I took the opportunity to talk one-on-one with six senators and seven representatives and suggested that if their committees held hearings on health reform, at least one or two single-payer advocates should be included on the hearing panel. I also said that single-payer bills like H.R. 676 should be compared with all other proposals for health care reform by the Congressional Budget Office. There was considerable receptivity to these ideas among some of the Congress members. We will pursue these leads.

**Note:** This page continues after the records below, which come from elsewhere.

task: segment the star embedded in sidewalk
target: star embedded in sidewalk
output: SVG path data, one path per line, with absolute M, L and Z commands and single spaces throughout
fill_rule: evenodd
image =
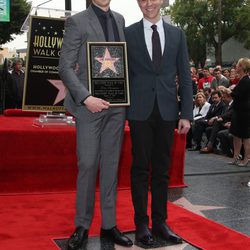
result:
M 102 64 L 100 73 L 102 73 L 106 69 L 110 69 L 117 74 L 114 63 L 117 62 L 120 58 L 111 57 L 108 48 L 105 49 L 103 57 L 96 57 L 95 59 Z
M 54 101 L 53 105 L 56 105 L 60 101 L 62 101 L 65 96 L 66 96 L 66 88 L 63 85 L 63 82 L 61 80 L 52 80 L 52 79 L 47 79 L 54 87 L 56 87 L 59 91 L 57 93 L 56 99 Z
M 225 207 L 216 207 L 216 206 L 194 205 L 189 200 L 187 200 L 185 197 L 182 197 L 182 198 L 176 200 L 173 203 L 175 205 L 180 206 L 180 207 L 186 208 L 187 210 L 189 210 L 189 211 L 191 211 L 193 213 L 199 214 L 199 215 L 201 215 L 203 217 L 205 217 L 205 215 L 202 213 L 202 211 L 225 208 Z
M 153 248 L 150 248 L 150 250 L 152 250 L 152 249 L 154 249 L 154 250 L 184 250 L 185 247 L 187 247 L 187 246 L 189 246 L 189 244 L 184 242 L 182 244 L 176 244 L 176 245 L 171 245 L 171 246 L 164 246 L 164 247 L 157 247 L 157 248 L 153 247 Z M 115 245 L 115 249 L 127 250 L 128 248 Z M 133 245 L 132 249 L 133 250 L 143 250 L 145 248 L 141 248 L 141 247 L 138 247 L 136 245 Z

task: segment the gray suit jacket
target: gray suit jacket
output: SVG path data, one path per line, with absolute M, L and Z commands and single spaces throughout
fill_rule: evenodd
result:
M 128 46 L 131 105 L 130 120 L 146 120 L 157 97 L 161 116 L 166 121 L 192 120 L 192 81 L 183 31 L 164 22 L 165 48 L 160 68 L 155 71 L 144 38 L 143 21 L 125 29 Z M 176 75 L 179 79 L 181 107 L 177 101 Z
M 112 11 L 120 40 L 124 37 L 124 18 Z M 88 95 L 87 42 L 105 42 L 105 35 L 91 5 L 65 22 L 65 35 L 59 60 L 60 77 L 69 90 L 64 104 L 76 117 L 83 110 L 80 102 Z

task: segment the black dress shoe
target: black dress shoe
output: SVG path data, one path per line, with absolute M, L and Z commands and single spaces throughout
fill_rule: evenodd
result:
M 188 149 L 188 151 L 200 151 L 200 150 L 201 150 L 201 146 L 196 146 L 196 147 Z
M 102 229 L 101 228 L 101 237 L 106 238 L 117 245 L 131 247 L 133 242 L 125 236 L 117 227 L 111 229 Z
M 165 223 L 153 224 L 152 233 L 164 240 L 182 243 L 182 238 L 176 235 Z
M 153 236 L 147 225 L 136 226 L 135 239 L 145 246 L 153 245 Z
M 67 250 L 78 250 L 87 242 L 88 230 L 83 227 L 77 227 L 75 232 L 68 240 Z

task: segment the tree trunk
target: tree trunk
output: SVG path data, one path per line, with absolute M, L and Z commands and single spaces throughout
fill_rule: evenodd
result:
M 86 0 L 86 8 L 88 8 L 91 3 L 92 3 L 92 0 Z
M 221 65 L 222 64 L 221 45 L 214 44 L 214 53 L 215 53 L 215 64 Z
M 222 49 L 221 49 L 221 0 L 218 0 L 218 47 L 217 47 L 217 52 L 216 52 L 216 65 L 221 65 L 222 64 Z

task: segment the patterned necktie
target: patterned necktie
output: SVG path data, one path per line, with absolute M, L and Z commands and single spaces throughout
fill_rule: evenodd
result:
M 107 22 L 108 42 L 114 42 L 115 35 L 114 35 L 112 19 L 109 12 L 106 13 L 106 22 Z
M 161 65 L 161 42 L 160 42 L 160 36 L 157 31 L 157 25 L 153 24 L 151 26 L 153 30 L 152 34 L 152 62 L 154 64 L 155 70 L 158 70 Z

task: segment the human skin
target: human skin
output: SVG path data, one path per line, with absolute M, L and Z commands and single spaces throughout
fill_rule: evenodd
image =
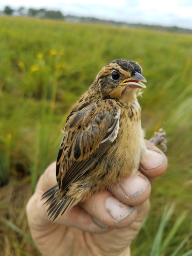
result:
M 54 223 L 48 220 L 41 200 L 56 182 L 56 162 L 41 176 L 28 202 L 27 213 L 32 237 L 43 256 L 130 256 L 130 245 L 149 208 L 150 184 L 166 170 L 167 160 L 145 140 L 146 162 L 141 160 L 139 175 L 125 178 L 68 210 Z

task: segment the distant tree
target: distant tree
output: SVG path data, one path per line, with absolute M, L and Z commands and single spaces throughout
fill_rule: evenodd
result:
M 9 6 L 5 6 L 4 9 L 4 13 L 7 15 L 12 15 L 13 12 L 14 12 L 14 10 L 11 9 Z
M 47 11 L 45 12 L 45 18 L 48 19 L 63 19 L 64 16 L 60 11 Z
M 33 8 L 30 8 L 28 10 L 28 15 L 29 16 L 36 16 L 38 14 L 38 10 Z
M 18 9 L 18 12 L 21 16 L 23 16 L 25 15 L 25 9 L 23 6 L 20 7 Z

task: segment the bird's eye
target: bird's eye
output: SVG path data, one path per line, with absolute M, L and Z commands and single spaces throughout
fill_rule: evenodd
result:
M 114 80 L 117 80 L 119 78 L 120 76 L 119 74 L 117 72 L 114 71 L 112 73 L 112 78 Z

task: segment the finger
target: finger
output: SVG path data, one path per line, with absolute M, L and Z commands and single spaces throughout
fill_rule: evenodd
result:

The media took great interest in the successful battle by Rep. Conyers and myself to get into the summit, with stories in the Congressional Quarterly, The Wall Street Journal, and The New York Times, among other places. We have also been able get the single-payer message out on radio, with myself and Drs. Walter Tsou, Steffie Woolhandler, David Himmelstein and Quentin Young, among others, being invited to appear on the air, often on programs with national reach. This was a plus. In sum, I came out of the White House Health Care Summit with conviction that single payer – that is, publicly funded, privately delivered health care, which removes the wasteful for-profit, private health insurance companies as middlemen, remains the only solution that can guarantee access to comprehensive, quality health care with choice of doctor and hospital, and reduce overall cost. Single-payer, an improved and expanded Medicare-for-All, is the gold standard against which all other proposals for health care reform should be measured.

Advocates need to focus on Congress during the next few months. We need to make the case that co-sponsorship of H.R. 676 raises its legitimacy as a gold standard, and that single-payer advocates should be called to testify at congressional hearings.